Lesson 18 · The Delivery Boundary · Final Deep-Cut

Where the system ends

The last detail of the alert path — and a lesson about boundaries. ~9 min.

Builds on: L15 New: system boundary / adapter New: ctx-cancellable backoff

The alert-processor (L15) calls notifyClient.Send(event) to deliver an alert. Open pkg/notification expecting Slack/email/PagerDuty routing… and you find one small file. That's the lesson. The actual channels live in a separate service; this package is just a resilient HTTP client to it. The final thing to understand about risk-graph-indexer is where it stops.

1 · The boundary

risk-graph-indexer (this system)
decides what to alert: builds + maintains the graph, computes risk, evaluates rules, fires an AlertEvent.
POST →
forta-attester (external service)
decides how to deliver: Slack, email, webhooks, on-call routing, templating.

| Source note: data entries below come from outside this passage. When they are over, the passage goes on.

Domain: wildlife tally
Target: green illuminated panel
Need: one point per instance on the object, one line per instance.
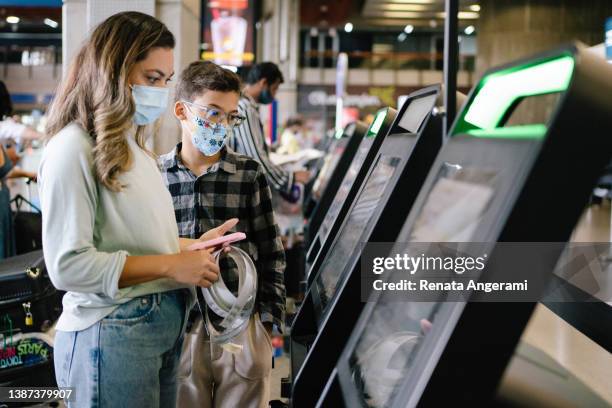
(377, 122)
(498, 92)
(514, 132)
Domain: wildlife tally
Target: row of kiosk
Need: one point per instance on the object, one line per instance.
(491, 179)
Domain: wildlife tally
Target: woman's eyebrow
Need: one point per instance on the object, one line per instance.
(160, 72)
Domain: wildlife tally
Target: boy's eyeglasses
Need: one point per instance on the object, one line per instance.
(215, 115)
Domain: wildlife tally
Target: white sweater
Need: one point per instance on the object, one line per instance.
(88, 230)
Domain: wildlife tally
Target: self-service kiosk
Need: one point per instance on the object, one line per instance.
(351, 182)
(337, 164)
(495, 180)
(332, 304)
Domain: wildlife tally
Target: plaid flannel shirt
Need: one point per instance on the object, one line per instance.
(234, 187)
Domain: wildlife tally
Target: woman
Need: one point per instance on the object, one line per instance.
(109, 233)
(7, 241)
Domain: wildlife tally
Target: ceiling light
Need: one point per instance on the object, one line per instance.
(468, 15)
(51, 23)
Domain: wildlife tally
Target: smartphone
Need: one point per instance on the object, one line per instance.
(217, 242)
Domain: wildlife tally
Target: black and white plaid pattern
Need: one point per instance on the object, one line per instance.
(235, 187)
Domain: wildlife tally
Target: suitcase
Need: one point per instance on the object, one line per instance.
(27, 295)
(27, 226)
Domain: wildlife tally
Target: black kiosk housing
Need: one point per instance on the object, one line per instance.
(332, 304)
(351, 181)
(342, 153)
(465, 352)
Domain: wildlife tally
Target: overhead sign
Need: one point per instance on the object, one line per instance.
(609, 39)
(227, 32)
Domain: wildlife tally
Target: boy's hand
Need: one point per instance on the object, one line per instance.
(268, 327)
(220, 231)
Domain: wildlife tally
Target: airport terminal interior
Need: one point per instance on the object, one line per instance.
(387, 127)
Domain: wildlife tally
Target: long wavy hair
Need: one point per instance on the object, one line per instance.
(95, 92)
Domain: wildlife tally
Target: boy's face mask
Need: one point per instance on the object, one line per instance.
(209, 138)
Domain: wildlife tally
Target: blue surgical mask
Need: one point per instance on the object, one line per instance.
(209, 138)
(151, 102)
(265, 97)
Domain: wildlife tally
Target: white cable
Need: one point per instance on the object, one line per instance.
(235, 310)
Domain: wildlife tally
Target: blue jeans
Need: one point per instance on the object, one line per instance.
(129, 358)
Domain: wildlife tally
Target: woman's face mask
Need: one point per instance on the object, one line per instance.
(209, 138)
(151, 102)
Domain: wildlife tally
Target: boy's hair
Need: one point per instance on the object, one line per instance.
(265, 70)
(202, 76)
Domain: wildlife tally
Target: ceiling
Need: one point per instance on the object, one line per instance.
(384, 14)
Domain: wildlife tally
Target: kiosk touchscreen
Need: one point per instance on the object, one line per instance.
(351, 182)
(336, 165)
(493, 181)
(332, 304)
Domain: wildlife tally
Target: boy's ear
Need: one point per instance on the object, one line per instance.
(179, 111)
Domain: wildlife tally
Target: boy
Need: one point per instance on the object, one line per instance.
(209, 184)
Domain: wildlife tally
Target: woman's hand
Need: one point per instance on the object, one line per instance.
(220, 231)
(195, 268)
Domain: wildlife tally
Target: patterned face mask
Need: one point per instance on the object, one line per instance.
(209, 138)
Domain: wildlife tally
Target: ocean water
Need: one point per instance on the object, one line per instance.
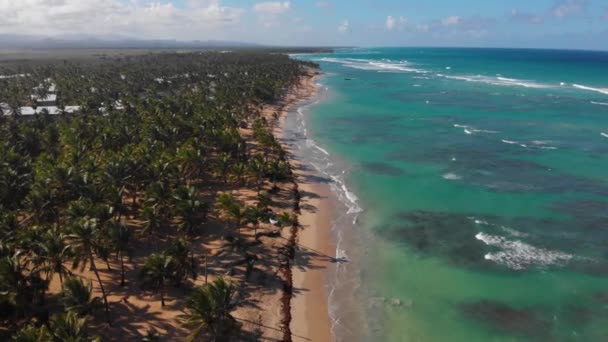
(475, 191)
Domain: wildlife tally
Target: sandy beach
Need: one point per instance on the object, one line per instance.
(315, 250)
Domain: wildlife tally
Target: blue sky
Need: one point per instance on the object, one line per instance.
(581, 24)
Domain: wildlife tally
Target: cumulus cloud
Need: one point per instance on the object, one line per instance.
(344, 26)
(523, 17)
(203, 18)
(393, 23)
(450, 21)
(272, 7)
(453, 26)
(567, 8)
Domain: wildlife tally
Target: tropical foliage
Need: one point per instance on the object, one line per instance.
(81, 191)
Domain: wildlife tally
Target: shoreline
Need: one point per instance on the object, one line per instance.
(314, 244)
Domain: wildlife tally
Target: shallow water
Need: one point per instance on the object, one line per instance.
(482, 177)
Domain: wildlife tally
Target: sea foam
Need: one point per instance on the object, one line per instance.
(501, 81)
(374, 65)
(583, 87)
(519, 255)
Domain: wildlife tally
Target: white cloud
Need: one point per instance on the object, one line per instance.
(272, 7)
(344, 27)
(201, 19)
(450, 21)
(519, 16)
(393, 23)
(566, 8)
(423, 28)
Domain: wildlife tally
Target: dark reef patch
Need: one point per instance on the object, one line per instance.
(508, 319)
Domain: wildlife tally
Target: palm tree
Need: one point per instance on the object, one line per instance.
(192, 210)
(253, 215)
(51, 254)
(183, 261)
(83, 240)
(209, 308)
(120, 237)
(157, 270)
(232, 208)
(32, 333)
(76, 296)
(69, 327)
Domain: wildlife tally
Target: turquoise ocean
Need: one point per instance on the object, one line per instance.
(474, 185)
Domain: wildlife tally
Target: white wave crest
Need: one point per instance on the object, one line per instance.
(518, 255)
(451, 176)
(598, 90)
(501, 81)
(373, 65)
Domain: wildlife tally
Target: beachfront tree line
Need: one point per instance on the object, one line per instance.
(78, 191)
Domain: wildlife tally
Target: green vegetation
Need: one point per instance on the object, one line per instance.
(133, 167)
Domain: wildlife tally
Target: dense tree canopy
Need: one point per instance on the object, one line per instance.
(150, 131)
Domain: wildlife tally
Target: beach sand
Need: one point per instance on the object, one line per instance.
(315, 249)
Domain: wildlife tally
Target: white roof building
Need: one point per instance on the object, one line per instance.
(48, 98)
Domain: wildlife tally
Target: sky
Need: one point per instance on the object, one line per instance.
(573, 24)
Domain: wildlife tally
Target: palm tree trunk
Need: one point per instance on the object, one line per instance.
(103, 291)
(122, 270)
(162, 294)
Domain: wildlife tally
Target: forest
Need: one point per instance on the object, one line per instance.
(122, 197)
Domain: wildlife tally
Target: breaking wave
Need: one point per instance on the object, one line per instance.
(519, 255)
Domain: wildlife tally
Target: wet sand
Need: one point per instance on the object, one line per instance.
(315, 250)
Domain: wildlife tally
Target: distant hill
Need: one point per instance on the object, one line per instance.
(13, 41)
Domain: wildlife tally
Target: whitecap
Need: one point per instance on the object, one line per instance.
(451, 176)
(519, 255)
(599, 90)
(373, 65)
(501, 81)
(484, 131)
(321, 149)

pkg/notification is the seam. Its entire job is to hand a correctly-shaped message across that wall over HTTP. The code even says so: NotificationRequest "matches the ChainWorkerMessage schema from forta-attester … fields and JSON tags must match exactly for the notification service to accept it."

The mature idea: know where your system ends
A big system isn't responsible for everything. risk-graph-indexer's bounded context is risk detection; notification delivery is someone else's bounded context. Connecting them with a narrow HTTP contract (instead of cramming Slack SDKs into the risk engine) keeps each side independently changeable. Recognising and respecting boundaries is a senior-level instinct — and it's the right place to end a tour of the system.

2 · It's an adapter (anti-corruption layer)

Send doesn't just forward the event — it translates the system's internal AlertEvent into the external service's schema (client.go):

Internal (our model)→ External (their schema)
event.Severity ("high"/"medium"/"low")Risk uint8 (100 / 50 / 25)
NodeID, AlertType, TimestampFFRId = sha256(NodeID:AlertType:Timestamp)
event.Details, Label, AlertTypeFailure.Metadata (from/addresses/label/detection_module…)

This translation layer is an anti-corruption layer: the external service's wire format never leaks into the risk engine, and a change on either side is absorbed here. The two domains stay decoupled.

🔗 The idempotency key, one final time
Look at FFRId = sha256(NodeID:AlertType:Timestamp) — a stable, content-derived ID for the alert. It lets the external service dedup too. This is the same discipline you've now seen four times: the write path's MERGE (L4), graphwrite's IdemKey (L9), the alert-processor's doc-id = msg-id (L15), and now FFRId across the system boundary. "Make replays safe with a stable key" is woven through the entire codebase — even at its edge.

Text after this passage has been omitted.